O SILÊNCIO DA IGUALDADE A PEQUENA VENDEDORA DE ISQUEIROS
O SILÊNCIO DA IGUALDADE
A PEQUENA VENDEDORA DE ISQUEIROS
Valéria Guerra Reiter
Tudo começou na véspera de Natal. Havia uma menina de olhos tristes, pele enrugada pelo sol, que vendia isqueiros para sustentar seus irmãos mais novos; sua mãe era catadora de lixo, e seu pai, um alcóolatra, porém a pequena Carolina não tinha medo da vida. No dia vinte e quatro de dezembro ela sabia que sua barriga iria roncar mais do que nunca, já que nesta data, as mais variadas guloseimas iriam fazer parte da mesa de muitos abastados, e que ela e sua família não passavam de maltrapilhos desvanecidos. Carolina saiu de casa bem cedo, ou melhor, de madrugada, pegou carona no trem, e foi embora anunciando seu produto: isqueiros. Quase ninguém comprava, e quem o fazia, demonstrava (apenas) pena. Ou, às vezes, revolta, por ver uma criança, de apenas oito anos, solta pela cidade a vender. E diziam: Malvestida, desgrenhada, e tão pequena. Como pode? Onde vamos parar...
Outros ficavam apenas silentes diante do quadro terrível. Calavam diante da desigualdade translúcida...
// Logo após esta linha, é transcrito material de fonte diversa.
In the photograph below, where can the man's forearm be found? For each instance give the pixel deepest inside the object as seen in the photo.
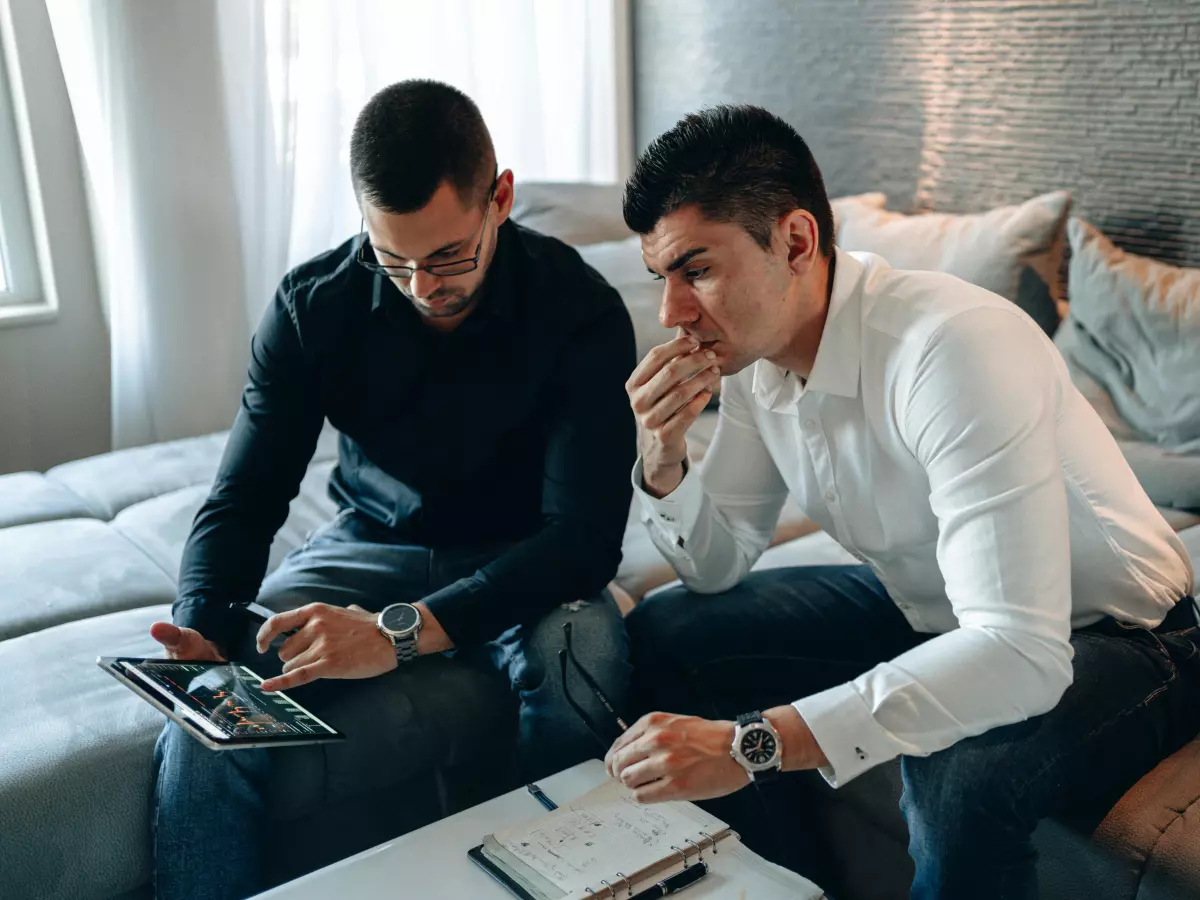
(660, 481)
(801, 748)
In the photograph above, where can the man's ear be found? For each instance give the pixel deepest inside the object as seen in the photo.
(802, 237)
(504, 196)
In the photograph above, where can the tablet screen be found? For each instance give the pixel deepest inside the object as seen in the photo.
(227, 701)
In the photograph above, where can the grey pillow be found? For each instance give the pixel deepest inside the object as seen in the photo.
(621, 264)
(1132, 342)
(574, 213)
(1012, 251)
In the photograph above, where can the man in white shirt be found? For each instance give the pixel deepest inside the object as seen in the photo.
(1005, 634)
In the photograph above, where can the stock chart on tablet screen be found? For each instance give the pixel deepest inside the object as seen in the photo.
(229, 699)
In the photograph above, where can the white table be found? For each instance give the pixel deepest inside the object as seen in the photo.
(431, 863)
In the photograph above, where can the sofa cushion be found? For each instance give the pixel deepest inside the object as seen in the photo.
(573, 213)
(1013, 251)
(1135, 330)
(160, 526)
(72, 569)
(76, 780)
(112, 481)
(30, 497)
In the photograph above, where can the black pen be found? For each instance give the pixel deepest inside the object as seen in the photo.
(681, 880)
(541, 797)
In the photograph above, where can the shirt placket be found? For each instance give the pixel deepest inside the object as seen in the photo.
(814, 436)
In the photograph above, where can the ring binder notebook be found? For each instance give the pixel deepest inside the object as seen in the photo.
(603, 846)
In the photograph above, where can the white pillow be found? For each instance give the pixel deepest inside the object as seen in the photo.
(1012, 251)
(574, 213)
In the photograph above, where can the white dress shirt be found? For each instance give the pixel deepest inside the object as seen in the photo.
(941, 442)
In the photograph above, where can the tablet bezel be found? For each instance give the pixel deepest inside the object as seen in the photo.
(166, 705)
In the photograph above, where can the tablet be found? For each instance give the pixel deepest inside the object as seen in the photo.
(221, 705)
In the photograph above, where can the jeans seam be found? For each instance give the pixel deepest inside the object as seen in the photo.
(1023, 789)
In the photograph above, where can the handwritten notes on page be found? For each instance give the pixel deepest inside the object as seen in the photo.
(603, 833)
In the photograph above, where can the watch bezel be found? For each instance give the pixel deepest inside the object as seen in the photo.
(405, 633)
(739, 735)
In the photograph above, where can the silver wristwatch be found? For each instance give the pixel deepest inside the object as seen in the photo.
(757, 747)
(401, 623)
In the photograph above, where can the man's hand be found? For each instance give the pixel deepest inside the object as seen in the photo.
(667, 391)
(184, 642)
(676, 757)
(330, 642)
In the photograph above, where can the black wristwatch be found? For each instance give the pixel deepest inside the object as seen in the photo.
(757, 748)
(401, 623)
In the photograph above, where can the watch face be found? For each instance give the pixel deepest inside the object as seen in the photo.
(757, 747)
(401, 618)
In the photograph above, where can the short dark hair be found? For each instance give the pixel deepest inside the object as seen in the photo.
(411, 137)
(737, 163)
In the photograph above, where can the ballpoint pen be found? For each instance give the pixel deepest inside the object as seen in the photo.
(541, 797)
(676, 883)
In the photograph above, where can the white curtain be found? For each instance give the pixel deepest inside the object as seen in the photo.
(215, 135)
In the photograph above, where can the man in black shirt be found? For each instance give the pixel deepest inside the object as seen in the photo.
(475, 372)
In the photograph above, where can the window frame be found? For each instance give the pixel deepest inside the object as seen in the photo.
(19, 276)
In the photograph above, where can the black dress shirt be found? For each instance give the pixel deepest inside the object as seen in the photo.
(514, 430)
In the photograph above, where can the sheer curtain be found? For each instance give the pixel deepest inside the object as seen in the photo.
(215, 136)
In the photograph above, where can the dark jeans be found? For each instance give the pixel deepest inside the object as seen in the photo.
(213, 810)
(972, 808)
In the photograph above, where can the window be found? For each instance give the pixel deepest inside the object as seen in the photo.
(18, 258)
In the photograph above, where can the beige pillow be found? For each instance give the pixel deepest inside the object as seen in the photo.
(1013, 251)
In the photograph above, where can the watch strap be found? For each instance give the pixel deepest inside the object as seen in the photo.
(406, 649)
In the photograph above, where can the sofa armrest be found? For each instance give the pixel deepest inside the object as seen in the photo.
(1155, 829)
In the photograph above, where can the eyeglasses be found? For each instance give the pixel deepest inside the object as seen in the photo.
(442, 270)
(598, 732)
A criança destemida, desceu na Central do Brasil e dali pegou carona em um trem do metrô, rumo ao centro da cidade do Rio de Janeiro, iria tentar vender os cinquenta isqueiros que sobraram, já havia vendido cinco, porém isso era pouco. Caiu em campo de batalha, andando apressada por entre os transeuntes alucinados pela ânsia mercadológica de comprar, comprar e comprar.... Uma mulher alta, forte e bem vestida, esbarrou na garota, e impacientando-se proferiu dois palavrões, depois seguiu seu farto destino: uma loja de queijos e vinhos.
A pequena vendedora, levantou-se do chão, catou todos os seus isqueiros, e continuou sua trajetória...
Entrou em uma lanchonete conhecida por seus sanduíches, que muitos dizem serem confeccionados com minhocas, e ofereceu sua mercadoria a um homem de óculos, muito apressado que carregava dois refrigerantes e dois sorvetes, ele se mostrou indignado com a presença da garotinha e queixou-se ao gerente dizendo ser um absurdo ele cansado e faminto, depois de enfrentar um péssimo e caudaloso atendimento: ser forçado a fazer caridade. O gerente que era um homem “cristão”, explicou que por ser natal, ele não se sentiria nada bem, em expulsar aquela criancinha tão carente dali.
A menina estava em pé, próxima a um casal que a fitava curioso…a mulher indagou o valor de cada isqueiro, e a menina respondeu animada: “UM REAL”; imediatamente a mulher abriu a bolsa e comprou tudo. Entregou uma nota de cinquenta reais à sortuda criança, que abriu um largo sorriso, e exclamou:- agora já posso comprar pães de rabanada, ovos, leite e fósforos para acender o fogão à lenha da mamãe para termos uma bela ceia ao lado do Senhor Jesus, no dia do seu aniversário, na noite de Natal.